Por ABC Cultural  ·  30.09.2017

Tras un desamor, al aterrizar en una nueva ciudad, por bancarrota. A la soledad se puede llegar de muchas maneras: al enfermar, con una depresión, por el fin de una amistad. Y se puede estar solo en medio de la multitud, ya sea en Nueva York, Londres o Madrid. Se puede estar solo en la multitud de internet, por mucho que las redes sociales estimulen esa falsa sensación de cercanía. Ese mirar y ser mirados. La soledad es un estado de ánimo en el que vive mucha gente, dice la ensayista Olivia Laing (Brighton, Reino Unido, 1977). Porque no es lo mismo ser un solitario –vivir en la soledad– que sentirse solo.

«La soledad es una experiencia que produce vergüenza, tan contraria a la supuesta manera de vivir que resulta inadmisible, como un tabú que, al confesarse, parece destinado a forzar el alejamiento y la huida del otro». Estar solo, escribe en La ciudad solitaria (Capitán Swing, 2017), es como pasar hambre cuando alrededor todo el mundo se prepara para un banquete. Y a medida que ese sentimiento de vergüenza se proyecta, la persona sola se aísla poco a poco. «Duele como duelen los sentimientos».

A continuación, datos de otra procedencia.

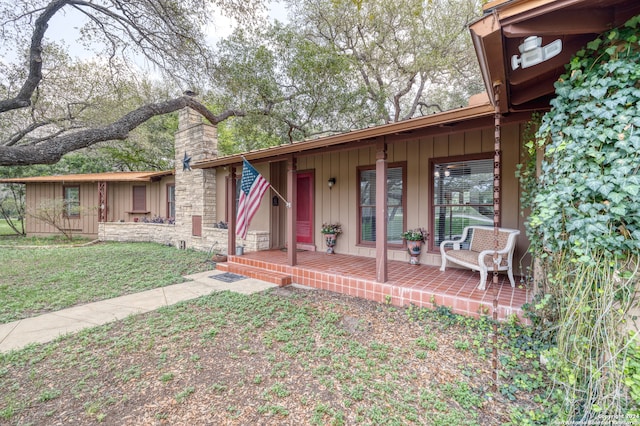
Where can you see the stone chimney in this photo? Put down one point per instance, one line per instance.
(195, 192)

Laing llegó a la soledad después de haberse enamorado locamente. Se marchó de Inglaterra a Nueva York para estar con su pareja, pero de pronto la relación se acabó. Desamparada, sin amor, se aferró a la ciudad. No fue suficiente. Salía a desayunar, caminaba sin rumbo por las calles de una ciudad excesiva, trabajaba. Pero después volvía a casa: «Me sentaba en el sofá y miraba el mundo por la ventana». Veía a gente que se reunía para cenar o escuchaba la música de su vecino mientras se horrorizaba con la idea de que pudieran verla sola, con la cara iluminada delante de su ordenador. Como si fuera una mujer de un cuadro de Edward Hopper.

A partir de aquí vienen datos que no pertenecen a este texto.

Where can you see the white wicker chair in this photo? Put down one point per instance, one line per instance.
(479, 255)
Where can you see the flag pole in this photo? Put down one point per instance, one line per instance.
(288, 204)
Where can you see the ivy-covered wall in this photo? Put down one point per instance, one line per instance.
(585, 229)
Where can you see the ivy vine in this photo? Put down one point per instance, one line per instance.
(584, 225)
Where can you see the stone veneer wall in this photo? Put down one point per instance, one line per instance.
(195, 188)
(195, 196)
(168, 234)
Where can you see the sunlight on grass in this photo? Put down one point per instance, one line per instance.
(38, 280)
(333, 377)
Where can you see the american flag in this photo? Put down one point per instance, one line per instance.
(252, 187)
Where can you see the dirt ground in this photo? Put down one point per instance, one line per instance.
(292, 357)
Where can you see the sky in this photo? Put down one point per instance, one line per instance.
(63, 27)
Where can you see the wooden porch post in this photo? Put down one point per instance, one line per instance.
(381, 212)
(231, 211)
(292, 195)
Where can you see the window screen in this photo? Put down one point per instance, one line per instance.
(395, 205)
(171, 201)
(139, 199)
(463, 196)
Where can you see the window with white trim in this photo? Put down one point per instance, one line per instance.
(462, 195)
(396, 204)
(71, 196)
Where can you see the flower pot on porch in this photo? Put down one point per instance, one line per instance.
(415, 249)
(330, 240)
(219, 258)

En Hopper, y artistas como Hopper, Laing encontró la salida a esa «sensación irrefutable y omnipresente» de que le faltaba algo. La vía para recuperar la entereza no fue conocer a nadie ni enamorarse, sino el arte: acercarse a las creaciones de solitarios irredentos como Andy Warhol, David Wojnarowicz o Henry Darger, y a través de sus obras asimilar que «la soledad, el anhelo, no significan que uno haya fracasado, sino sencillamente que uno está vivo». La ciudad solitaria es un libro brillante y evocador, que muestra el recorrido de Laing para comprender su soledad, resistirla y redimirse de ella.

Al fin y al cabo, Laing no es más que una unidad dentro de ese 45 por 100 de adultos británicos que reconocen sentirse solos a veces o con frecuencia. En EE.UU. la soledad la sufre una cuarta parte de los adultos. Como la sufrió Warhol, el artista pop, que se rodeaba de sus creaciones a modo de barreras. «No quiero mezclarme demasiado en la vida de los demás… No quiero estar demasiado cerca… No me gusta tocar las cosas… Por eso mi trabajo es tan distinto de mí » , dijo. Wojnarowicz, autor de la serie fotográfica « Rimbaud en Nueva York», lo explicó en sus diarios: «De repente me doy cuenta de que voy por la calle, casi siempre solo, o estoy en casa solo, y poco a poco voy cayendo en un estado en el que apenas me comunico con nadie, y todo esto es por el deseo de conservar mi sensación de la vida y de lo que es vivir». La gente hace objetos por la necesidad de contacto, dice Laing; para aliviar su dolor o curarse la vergüenza: «Para desnudarse, examinar sus cicatrices, y también para resistir la opresión, para crear un espacio en el que pueda desenvolverse con libertad».